La vérité sur l’islam

La France a eu, au XXe siècle, les plus grands islamologues du monde, qui ont mis en français, à la portée de tous ceux qui veulent s’en donner la peine, la vraie connaissance de l’islam. Citons Henri Corbin, Louis Gardet, Henri Laoust, Louis Massignon. On découvre, dans leur œuvre, l’immense richesse de la pensée islamique, en même temps que sa complexité et sa diversité. Mais on y apprend, sur l’islam, tout autre chose que ce que nous en disent les “Turcs de profession” d’aujourd’hui. Le mieux est sans doute de consulter le livre classique de Louis Gardet, La Cité musulmane Note bas page , qui en donne une vision profonde et synthétique. On peut aussi, bien sûr, utiliser celui de J.-P. Péroncel-Hugoz, Le Radeau de Mahomet, déjà cité, qui est d’un abord plus facile. Enfin, nous signalerons les deux excellents numéros de la Revue Panoramiques, dirigée par Guy Hennebelle, “L’islam est-il soluble dans la République ?” (n̊ 29, 2e trimestre 1997) et “L’islam est-il rebelle à la libre critique ?” (n̊ 50, 1er trimestre 2001), où l’on trouvera d’intéressantes discussions en rapport direct avec notre sujet.

Louis Gardet définit la “Cité musulmane” comme une “théocratie égalitaire”, en empruntant la formule à Louis Massignon.
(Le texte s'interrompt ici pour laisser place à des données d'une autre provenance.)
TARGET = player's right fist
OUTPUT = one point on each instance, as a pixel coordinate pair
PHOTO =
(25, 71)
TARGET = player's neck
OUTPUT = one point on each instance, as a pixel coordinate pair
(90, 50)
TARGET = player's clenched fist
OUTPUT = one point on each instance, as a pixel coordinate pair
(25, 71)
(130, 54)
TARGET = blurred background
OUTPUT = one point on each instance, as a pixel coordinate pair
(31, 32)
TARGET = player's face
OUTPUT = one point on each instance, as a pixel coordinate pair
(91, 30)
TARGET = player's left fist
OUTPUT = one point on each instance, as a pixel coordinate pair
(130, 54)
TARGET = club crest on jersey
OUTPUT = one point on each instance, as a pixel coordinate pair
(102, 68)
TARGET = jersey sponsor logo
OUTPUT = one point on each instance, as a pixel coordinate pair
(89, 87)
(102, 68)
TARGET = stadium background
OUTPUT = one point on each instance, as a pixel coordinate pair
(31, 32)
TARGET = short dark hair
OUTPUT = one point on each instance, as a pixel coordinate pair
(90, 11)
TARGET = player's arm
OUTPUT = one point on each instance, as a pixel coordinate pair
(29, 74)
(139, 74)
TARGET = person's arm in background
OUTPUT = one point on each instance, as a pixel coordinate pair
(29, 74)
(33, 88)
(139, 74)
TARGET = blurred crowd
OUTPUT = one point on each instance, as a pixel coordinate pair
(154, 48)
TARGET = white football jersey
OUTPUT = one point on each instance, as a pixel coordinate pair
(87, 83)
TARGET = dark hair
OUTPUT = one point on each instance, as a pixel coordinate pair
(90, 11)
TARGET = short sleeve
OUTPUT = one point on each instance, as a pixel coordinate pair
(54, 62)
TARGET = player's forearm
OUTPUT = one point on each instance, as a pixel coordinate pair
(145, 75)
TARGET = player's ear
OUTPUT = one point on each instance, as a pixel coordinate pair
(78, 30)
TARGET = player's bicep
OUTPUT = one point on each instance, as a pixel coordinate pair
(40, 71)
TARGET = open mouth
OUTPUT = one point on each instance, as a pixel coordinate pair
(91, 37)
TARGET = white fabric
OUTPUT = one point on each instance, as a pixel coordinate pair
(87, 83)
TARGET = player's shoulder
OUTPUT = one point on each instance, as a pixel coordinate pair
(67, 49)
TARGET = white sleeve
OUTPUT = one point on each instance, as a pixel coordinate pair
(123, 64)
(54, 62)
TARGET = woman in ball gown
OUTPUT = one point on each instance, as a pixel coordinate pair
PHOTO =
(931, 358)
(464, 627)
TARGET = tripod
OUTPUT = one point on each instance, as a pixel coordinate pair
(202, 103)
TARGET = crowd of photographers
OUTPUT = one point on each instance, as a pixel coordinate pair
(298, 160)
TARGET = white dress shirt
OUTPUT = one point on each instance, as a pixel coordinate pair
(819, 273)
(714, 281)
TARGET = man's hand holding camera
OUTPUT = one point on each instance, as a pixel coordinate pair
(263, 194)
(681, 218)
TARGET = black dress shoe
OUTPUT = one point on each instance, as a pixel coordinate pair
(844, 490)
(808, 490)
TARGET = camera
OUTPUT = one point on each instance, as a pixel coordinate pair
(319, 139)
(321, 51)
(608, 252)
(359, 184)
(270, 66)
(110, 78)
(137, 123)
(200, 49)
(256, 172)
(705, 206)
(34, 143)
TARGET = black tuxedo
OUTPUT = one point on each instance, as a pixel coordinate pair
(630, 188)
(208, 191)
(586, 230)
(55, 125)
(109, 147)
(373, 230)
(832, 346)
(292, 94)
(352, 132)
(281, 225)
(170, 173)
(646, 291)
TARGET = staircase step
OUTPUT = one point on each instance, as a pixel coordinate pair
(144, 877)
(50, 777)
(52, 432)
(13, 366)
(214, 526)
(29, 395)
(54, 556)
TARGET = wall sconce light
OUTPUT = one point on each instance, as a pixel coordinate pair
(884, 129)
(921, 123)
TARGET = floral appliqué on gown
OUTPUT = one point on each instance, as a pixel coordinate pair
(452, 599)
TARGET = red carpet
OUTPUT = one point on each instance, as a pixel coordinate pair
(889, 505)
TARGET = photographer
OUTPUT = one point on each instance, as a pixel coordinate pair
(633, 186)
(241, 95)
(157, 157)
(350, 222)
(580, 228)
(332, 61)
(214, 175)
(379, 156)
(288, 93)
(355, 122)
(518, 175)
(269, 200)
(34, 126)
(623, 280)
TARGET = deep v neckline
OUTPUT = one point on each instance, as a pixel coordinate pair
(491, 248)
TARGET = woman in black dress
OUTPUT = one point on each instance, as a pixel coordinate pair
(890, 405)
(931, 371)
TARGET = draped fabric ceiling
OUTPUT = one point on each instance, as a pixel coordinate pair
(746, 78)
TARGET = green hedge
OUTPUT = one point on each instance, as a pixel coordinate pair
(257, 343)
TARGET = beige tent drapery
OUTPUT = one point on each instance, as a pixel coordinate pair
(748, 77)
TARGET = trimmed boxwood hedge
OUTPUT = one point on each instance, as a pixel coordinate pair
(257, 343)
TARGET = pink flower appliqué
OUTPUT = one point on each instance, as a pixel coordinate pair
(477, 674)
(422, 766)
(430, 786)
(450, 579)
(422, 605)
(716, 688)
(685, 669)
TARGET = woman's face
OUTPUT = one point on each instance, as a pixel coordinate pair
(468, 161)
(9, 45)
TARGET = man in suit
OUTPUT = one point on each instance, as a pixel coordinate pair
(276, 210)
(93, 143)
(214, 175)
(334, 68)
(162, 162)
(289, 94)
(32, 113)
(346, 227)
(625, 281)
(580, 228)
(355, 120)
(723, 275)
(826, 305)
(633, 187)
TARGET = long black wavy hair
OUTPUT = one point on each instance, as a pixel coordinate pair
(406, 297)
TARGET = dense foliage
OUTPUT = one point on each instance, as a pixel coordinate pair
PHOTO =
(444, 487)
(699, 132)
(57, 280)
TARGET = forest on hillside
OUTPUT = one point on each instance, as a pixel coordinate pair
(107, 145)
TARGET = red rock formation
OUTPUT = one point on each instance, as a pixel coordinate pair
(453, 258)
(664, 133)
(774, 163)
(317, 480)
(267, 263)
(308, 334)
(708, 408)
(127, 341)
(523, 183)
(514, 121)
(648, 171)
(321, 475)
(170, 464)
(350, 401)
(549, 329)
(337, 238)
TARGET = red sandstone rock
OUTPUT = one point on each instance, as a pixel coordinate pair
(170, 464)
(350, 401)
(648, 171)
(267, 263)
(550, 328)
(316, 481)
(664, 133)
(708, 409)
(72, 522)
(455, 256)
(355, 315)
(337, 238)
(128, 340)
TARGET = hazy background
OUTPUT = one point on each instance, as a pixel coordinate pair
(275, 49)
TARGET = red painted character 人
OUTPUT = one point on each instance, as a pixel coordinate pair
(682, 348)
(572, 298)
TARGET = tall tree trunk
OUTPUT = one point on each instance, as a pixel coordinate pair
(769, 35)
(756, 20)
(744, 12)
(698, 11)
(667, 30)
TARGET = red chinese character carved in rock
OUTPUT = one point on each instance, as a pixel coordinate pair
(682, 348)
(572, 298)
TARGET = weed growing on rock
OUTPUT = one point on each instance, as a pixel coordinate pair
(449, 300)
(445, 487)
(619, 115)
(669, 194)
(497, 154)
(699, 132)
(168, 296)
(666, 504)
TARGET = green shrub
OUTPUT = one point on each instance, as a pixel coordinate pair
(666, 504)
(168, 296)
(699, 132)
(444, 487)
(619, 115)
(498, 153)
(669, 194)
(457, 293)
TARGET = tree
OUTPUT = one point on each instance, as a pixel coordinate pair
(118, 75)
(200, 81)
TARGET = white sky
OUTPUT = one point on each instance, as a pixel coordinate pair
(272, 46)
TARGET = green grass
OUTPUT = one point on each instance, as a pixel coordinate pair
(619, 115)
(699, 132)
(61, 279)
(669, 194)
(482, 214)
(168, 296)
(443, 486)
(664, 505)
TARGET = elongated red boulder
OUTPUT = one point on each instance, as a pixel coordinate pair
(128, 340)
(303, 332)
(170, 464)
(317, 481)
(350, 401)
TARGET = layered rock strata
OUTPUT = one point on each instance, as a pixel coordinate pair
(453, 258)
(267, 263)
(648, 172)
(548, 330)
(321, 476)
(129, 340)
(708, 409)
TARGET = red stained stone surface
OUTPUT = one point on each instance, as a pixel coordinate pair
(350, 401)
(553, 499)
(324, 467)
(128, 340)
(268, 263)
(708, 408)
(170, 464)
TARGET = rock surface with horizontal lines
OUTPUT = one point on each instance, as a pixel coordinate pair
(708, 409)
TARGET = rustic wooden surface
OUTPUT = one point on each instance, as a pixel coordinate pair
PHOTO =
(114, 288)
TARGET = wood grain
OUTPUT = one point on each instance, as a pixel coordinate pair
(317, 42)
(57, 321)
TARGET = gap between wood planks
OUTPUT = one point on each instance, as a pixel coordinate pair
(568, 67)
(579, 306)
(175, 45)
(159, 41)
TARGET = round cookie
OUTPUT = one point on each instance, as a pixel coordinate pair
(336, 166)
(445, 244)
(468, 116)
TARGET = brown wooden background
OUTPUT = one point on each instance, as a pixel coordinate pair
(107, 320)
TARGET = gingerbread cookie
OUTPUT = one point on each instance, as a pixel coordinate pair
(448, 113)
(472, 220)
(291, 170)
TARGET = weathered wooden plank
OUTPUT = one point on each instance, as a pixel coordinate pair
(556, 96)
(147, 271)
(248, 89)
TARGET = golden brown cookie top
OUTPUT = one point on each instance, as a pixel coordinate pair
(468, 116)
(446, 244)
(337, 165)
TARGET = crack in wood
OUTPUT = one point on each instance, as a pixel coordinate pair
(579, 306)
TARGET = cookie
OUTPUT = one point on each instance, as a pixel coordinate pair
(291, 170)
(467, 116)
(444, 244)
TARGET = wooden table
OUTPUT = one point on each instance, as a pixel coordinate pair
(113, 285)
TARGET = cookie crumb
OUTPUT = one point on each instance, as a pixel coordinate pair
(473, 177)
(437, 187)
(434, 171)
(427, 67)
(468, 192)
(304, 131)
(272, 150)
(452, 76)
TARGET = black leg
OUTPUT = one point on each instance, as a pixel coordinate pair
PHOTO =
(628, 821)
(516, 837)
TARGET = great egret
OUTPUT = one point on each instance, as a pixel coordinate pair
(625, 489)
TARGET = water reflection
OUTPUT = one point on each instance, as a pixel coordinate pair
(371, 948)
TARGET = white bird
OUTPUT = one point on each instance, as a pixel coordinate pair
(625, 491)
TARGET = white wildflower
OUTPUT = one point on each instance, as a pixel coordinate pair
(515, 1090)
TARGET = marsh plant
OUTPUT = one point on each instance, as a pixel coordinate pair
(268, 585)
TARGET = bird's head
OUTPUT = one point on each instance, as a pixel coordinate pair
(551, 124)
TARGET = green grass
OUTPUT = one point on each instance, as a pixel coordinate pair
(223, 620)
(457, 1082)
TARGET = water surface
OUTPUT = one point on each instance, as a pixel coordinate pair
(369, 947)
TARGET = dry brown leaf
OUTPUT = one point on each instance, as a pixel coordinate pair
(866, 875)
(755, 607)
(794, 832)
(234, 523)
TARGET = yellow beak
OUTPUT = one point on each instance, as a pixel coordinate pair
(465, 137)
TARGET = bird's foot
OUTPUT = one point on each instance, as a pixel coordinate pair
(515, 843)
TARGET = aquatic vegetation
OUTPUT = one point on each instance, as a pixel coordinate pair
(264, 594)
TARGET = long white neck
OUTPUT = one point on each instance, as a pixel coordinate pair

En effet, la loi islamique, la charia, est censée venir directement de Dieu lui-même, qui l’a révélée dans le Coran – lequel, comme on sait, est la “Parole de Dieu incréée” et n’est donc nullement l’œuvre de Mahomet, qui n’a fait que rapporter la parole divine que lui dictait l’Archange Gabriel, selon le dogme musulman. Qui plus est, l’interprétation du Livre Saint, nécessaire à l’application de ses prescriptions dans tous les aspects de la vie sociale, relève exclusivement d’un corps de spécialistes, les oulémas, qui ont seuls autorité pour dire ce que demande concrètement la charia. Et cette théocratie est égalitaire parce que “islam” signifie “soumission” dans la langue arabe, et que l’idéal du pieux musulman est d’être l’esclave de Dieu (abd) ; ainsi tous les croyants se retrouvent-ils à égalité, dans leur nullité devant Dieu.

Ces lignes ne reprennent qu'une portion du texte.